I called the waitress over; she asked if everything was OK. I emphatically said “No, absolutely not.” I told her what the catfish smelled like, and I positioned the fork with the offending piece of catfish towards her hand and asked her to pick it up and smell it. She declined, but her facial reaction was as if there was no way that could be. I asked her to take the plate back to the kitchen and to please smell the fish. She took it back to the kitchen. We finished what was left of our meal. A few minutes later, the waitress came back, her look of unbelief now replaced with a mix of shock and embarrassment. I asked her if she smelled the fish and if the cook smelled the fish. She said they did and as a result, threw out the rest of their catfish supply.

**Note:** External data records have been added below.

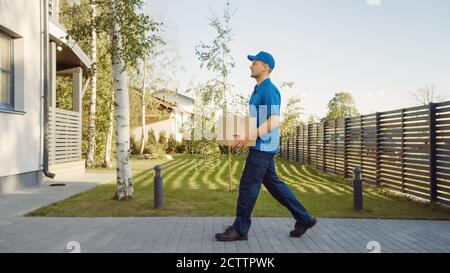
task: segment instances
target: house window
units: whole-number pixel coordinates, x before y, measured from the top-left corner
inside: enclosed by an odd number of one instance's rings
[[[0,109],[13,109],[12,39],[0,32]]]

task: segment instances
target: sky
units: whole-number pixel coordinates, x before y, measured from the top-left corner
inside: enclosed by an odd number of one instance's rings
[[[148,0],[179,54],[177,86],[208,79],[195,46],[209,42],[211,12],[225,0]],[[247,55],[261,50],[276,60],[271,79],[281,89],[282,111],[300,96],[309,114],[322,117],[336,92],[350,92],[361,114],[417,105],[410,92],[433,84],[450,99],[450,1],[448,0],[240,0],[232,1],[236,67],[233,93],[250,96]]]

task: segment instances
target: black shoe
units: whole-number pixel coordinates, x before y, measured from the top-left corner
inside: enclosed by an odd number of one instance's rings
[[[296,224],[289,235],[291,235],[291,237],[300,237],[305,234],[308,229],[312,228],[316,223],[317,219],[315,217],[311,217],[311,220],[309,220],[308,224],[306,225]]]
[[[233,226],[226,226],[226,227],[225,227],[225,232],[231,230],[232,228],[234,228],[234,227],[233,227]]]
[[[233,226],[228,227],[225,232],[217,233],[217,241],[244,241],[247,240],[248,236],[242,236]]]

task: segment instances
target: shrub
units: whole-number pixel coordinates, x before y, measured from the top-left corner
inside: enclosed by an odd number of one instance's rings
[[[147,133],[147,142],[145,143],[144,146],[144,154],[149,154],[150,151],[150,146],[156,144],[156,135],[155,132],[153,131],[153,129],[148,130]]]
[[[147,143],[148,144],[155,144],[156,143],[156,135],[155,135],[155,131],[153,131],[153,129],[150,129],[148,131]]]
[[[189,141],[182,139],[180,143],[177,144],[175,149],[176,153],[183,154],[189,152]]]
[[[132,154],[138,154],[139,153],[138,144],[136,142],[137,142],[136,138],[130,137],[130,149],[131,149],[131,153]]]
[[[175,139],[175,136],[173,134],[170,134],[169,140],[167,141],[167,153],[175,153],[175,150],[177,148],[177,140]]]
[[[166,131],[159,132],[158,142],[160,144],[166,144],[167,143]]]
[[[149,154],[151,158],[161,159],[166,154],[166,145],[161,143],[155,143],[149,145]]]

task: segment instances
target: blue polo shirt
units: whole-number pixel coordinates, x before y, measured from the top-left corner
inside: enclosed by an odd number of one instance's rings
[[[265,79],[262,83],[255,86],[250,97],[250,116],[256,117],[256,126],[259,128],[271,115],[280,115],[281,95],[278,88],[270,81]],[[256,146],[250,149],[278,153],[280,150],[279,127],[272,129],[271,132],[259,136],[256,139]]]

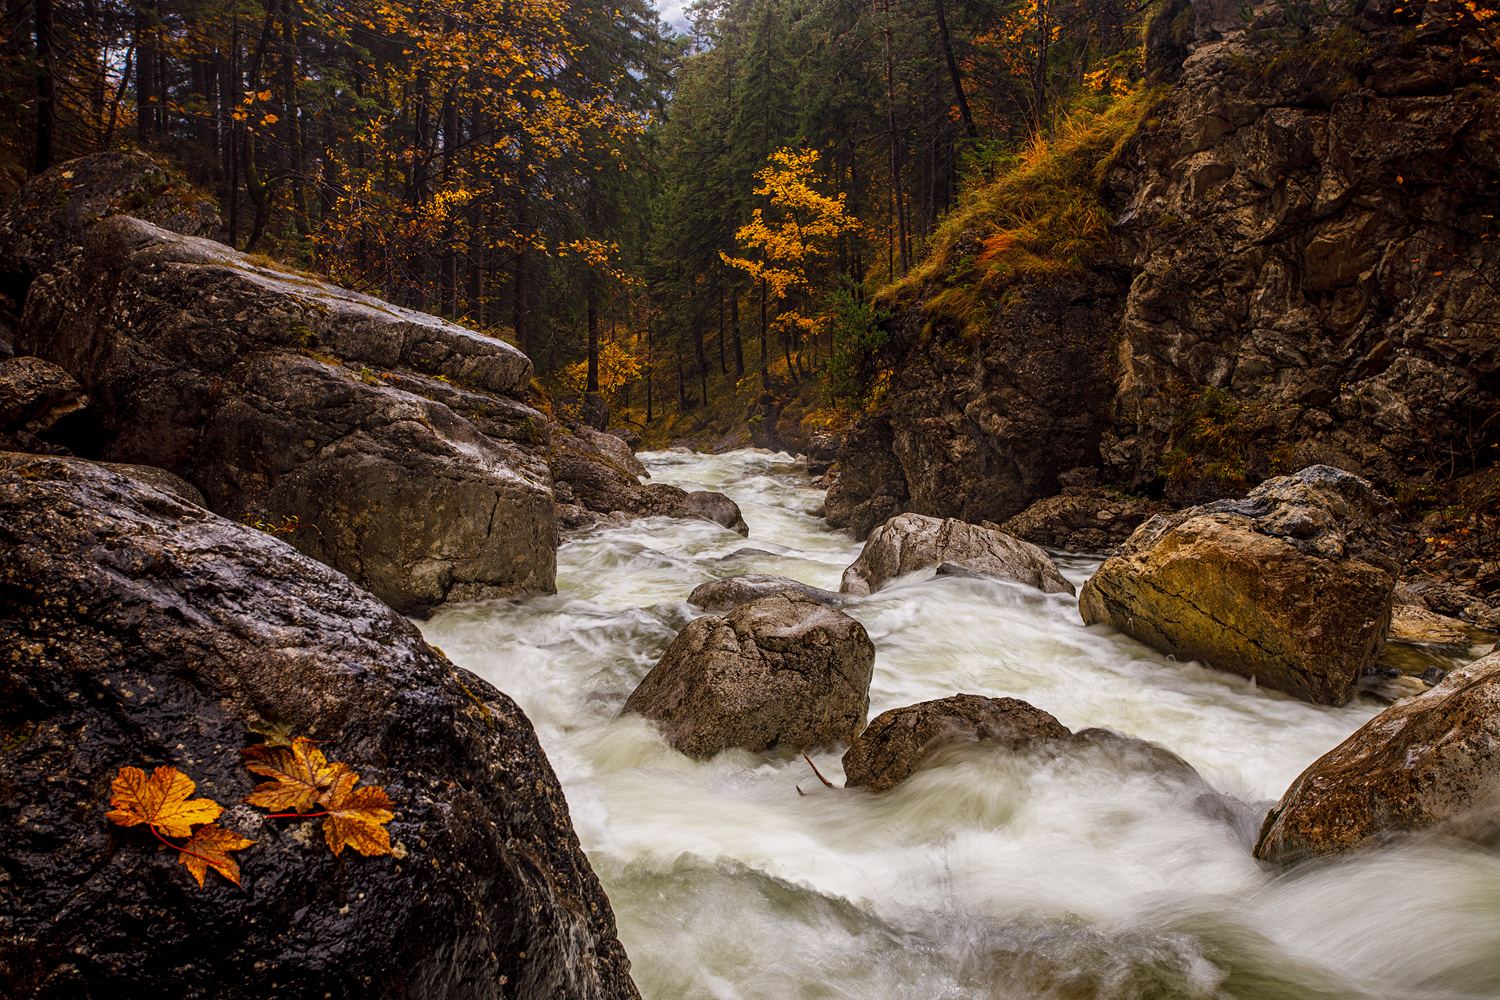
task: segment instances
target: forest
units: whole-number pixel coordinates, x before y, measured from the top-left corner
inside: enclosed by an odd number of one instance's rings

I’m not for sure who at Corky’s is responsible for Quality Control, but they failed, and failed in a way that can potentially cause someone food poisoning. Luckily that wasn’t the case for us. We were fine, but were distraught that our desire for good catfish was met with something so foul. I was Catfished. I felt disrespected as a diner, because no one at Corky’s cared enough to check their food for spoilage before serving to an unsuspecting public.
Normally, when I have a bad experience somewhere, I like to go back and give the place a second chance. Everyone has a bad day. I can’t and won’t for the sake of my health, do that with Corky Bell’s Seafood and Steaks. Jacksonville has an embarrassment of riches when it comes to seafood restaurants. If you’re in the Fleming Island area looking for seafood, I plead with you to go somewhere, anywhere else.